Our new writer Blackbird has already pumped out his first article. Apparently he was excited to get it online. Poor buggar thinks there’s “bitches” to be had for writers. But hey, I’ll let him dream.
And like an informercial about do-it-yourself organ transplant gadgets, I have to say, “The contents and viewpoints expressed in the following presentation do not reflect those of CBMcGames nor all writers of Nerds To Do List.”
On with the show!
—“Christmas: the Competitive Holiday for Wargamers” by Blackbird
Hello everyone! Blackbird here to give you some insight on the tournament scene, the evolving meta, and how competitive wargamers jack up their Christmas bill with new toys.
Recently, I’ve attended Nova (went 4-4) and Feast of Blades (3-3-2), and one thing is for sure; the meta has changed drastically. Necrons, the kings of 6th edition, have been harshly knocked from their throne by Eldar and Tau. Much like Grey Knights in 5th edition, everyone hopped on the powerhouse bandwagon. They’re simply everywhere! Near as I can tell, these two races make up about 2/3 of the army lists in today’s tournament landscape.
This is great for Games Workshop, of course, as they know how to make you buy new toys for the competitive scene. The Wraightknight costs 240pts (and a whopping $115), but since it’s an absolute beast on the battlefield, wargamers swallow their pride and pay to play. And no, I’m no different. I am in the process of building an Eldar/Tau list.
But will they still be the kings of competitive play in a couple of months? Those who follow rumors know that Tyranids, Guard, and Space Wolves may soon see an update, so balance may be on its way. But who knows. The Space Marine codex, for instance, was suppose to be the codex to finally create balance, and it did nothing but make marines players happy. SM players can pack a punch with biker spam and centurions with Tigarius, but not much else stands out as a xenos killer.

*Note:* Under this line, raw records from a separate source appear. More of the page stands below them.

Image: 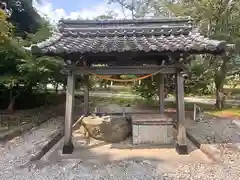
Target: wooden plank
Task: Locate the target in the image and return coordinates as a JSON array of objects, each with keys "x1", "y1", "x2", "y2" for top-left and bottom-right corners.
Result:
[
  {"x1": 85, "y1": 52, "x2": 175, "y2": 57},
  {"x1": 63, "y1": 65, "x2": 180, "y2": 75},
  {"x1": 63, "y1": 71, "x2": 75, "y2": 152},
  {"x1": 84, "y1": 75, "x2": 89, "y2": 115},
  {"x1": 175, "y1": 73, "x2": 187, "y2": 147},
  {"x1": 159, "y1": 74, "x2": 165, "y2": 114}
]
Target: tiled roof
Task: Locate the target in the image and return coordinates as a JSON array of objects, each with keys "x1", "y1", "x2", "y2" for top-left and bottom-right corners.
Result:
[{"x1": 29, "y1": 18, "x2": 227, "y2": 55}]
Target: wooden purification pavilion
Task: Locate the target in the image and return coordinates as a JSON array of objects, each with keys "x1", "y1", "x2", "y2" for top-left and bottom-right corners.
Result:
[{"x1": 28, "y1": 17, "x2": 228, "y2": 154}]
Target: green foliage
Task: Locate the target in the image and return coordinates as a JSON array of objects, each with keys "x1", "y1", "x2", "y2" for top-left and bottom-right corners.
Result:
[
  {"x1": 184, "y1": 58, "x2": 215, "y2": 95},
  {"x1": 5, "y1": 0, "x2": 43, "y2": 37},
  {"x1": 0, "y1": 9, "x2": 12, "y2": 42},
  {"x1": 24, "y1": 22, "x2": 52, "y2": 46},
  {"x1": 1, "y1": 0, "x2": 239, "y2": 111},
  {"x1": 0, "y1": 1, "x2": 65, "y2": 110},
  {"x1": 108, "y1": 0, "x2": 172, "y2": 18},
  {"x1": 133, "y1": 60, "x2": 216, "y2": 100},
  {"x1": 115, "y1": 0, "x2": 240, "y2": 107},
  {"x1": 96, "y1": 11, "x2": 117, "y2": 20},
  {"x1": 133, "y1": 77, "x2": 158, "y2": 100},
  {"x1": 18, "y1": 56, "x2": 65, "y2": 85},
  {"x1": 133, "y1": 74, "x2": 174, "y2": 100}
]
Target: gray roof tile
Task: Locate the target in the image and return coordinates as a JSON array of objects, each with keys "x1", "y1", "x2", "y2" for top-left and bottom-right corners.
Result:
[{"x1": 30, "y1": 18, "x2": 227, "y2": 55}]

Of course, maybe it won’t be a codex that finally equalizes competitive play. This new “things” (I say that as nice as possible) called Escalation has come out, and caused quite a stir. Why? It allows super-heavies and Lords of War (A.K.A. Apocalypse units) to be used in regular games. To me, and to many other players, this is the most disgusting thing Games Workshop has ever done. Imagine setting up for a tournament game with a list you spend weeks creating, and then watching the player across from you place a Baneblade or an Eldar Titan loaded with “D” weapons. D weapons completely tip the scales on everything; if you’re not prepared to play against serious armor, you will be on the receiving end of some pain, and your opponent will advance simply because he brought a super-heavy.
Tournaments now need to decide what to do with Escalation and whatever other books Games Workshop releases, if they allow them at all. Feast of Blades has already decided how they’re going to combat the issue, which you can see here. Essentially, they’re creating a banned/restricted list for what players can and can’t bring.

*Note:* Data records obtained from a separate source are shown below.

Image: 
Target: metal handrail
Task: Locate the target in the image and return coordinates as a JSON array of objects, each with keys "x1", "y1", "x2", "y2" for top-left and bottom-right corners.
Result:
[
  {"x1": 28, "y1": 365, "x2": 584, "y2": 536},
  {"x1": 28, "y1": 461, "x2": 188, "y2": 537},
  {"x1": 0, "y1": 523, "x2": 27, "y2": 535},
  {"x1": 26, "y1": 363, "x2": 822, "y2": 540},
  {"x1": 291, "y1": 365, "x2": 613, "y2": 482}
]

Some players are not satisfied, however, as their restrictions don’t really combat the problem. In fact, all that does is start to restrict creativity and list building. The issue comes down to D weapons, not the units found in these books.
All this fuss, and we’re only talking about two books. What surprises and disarray will the competitive scene see in January and beyond! Only time (and myself) will tell.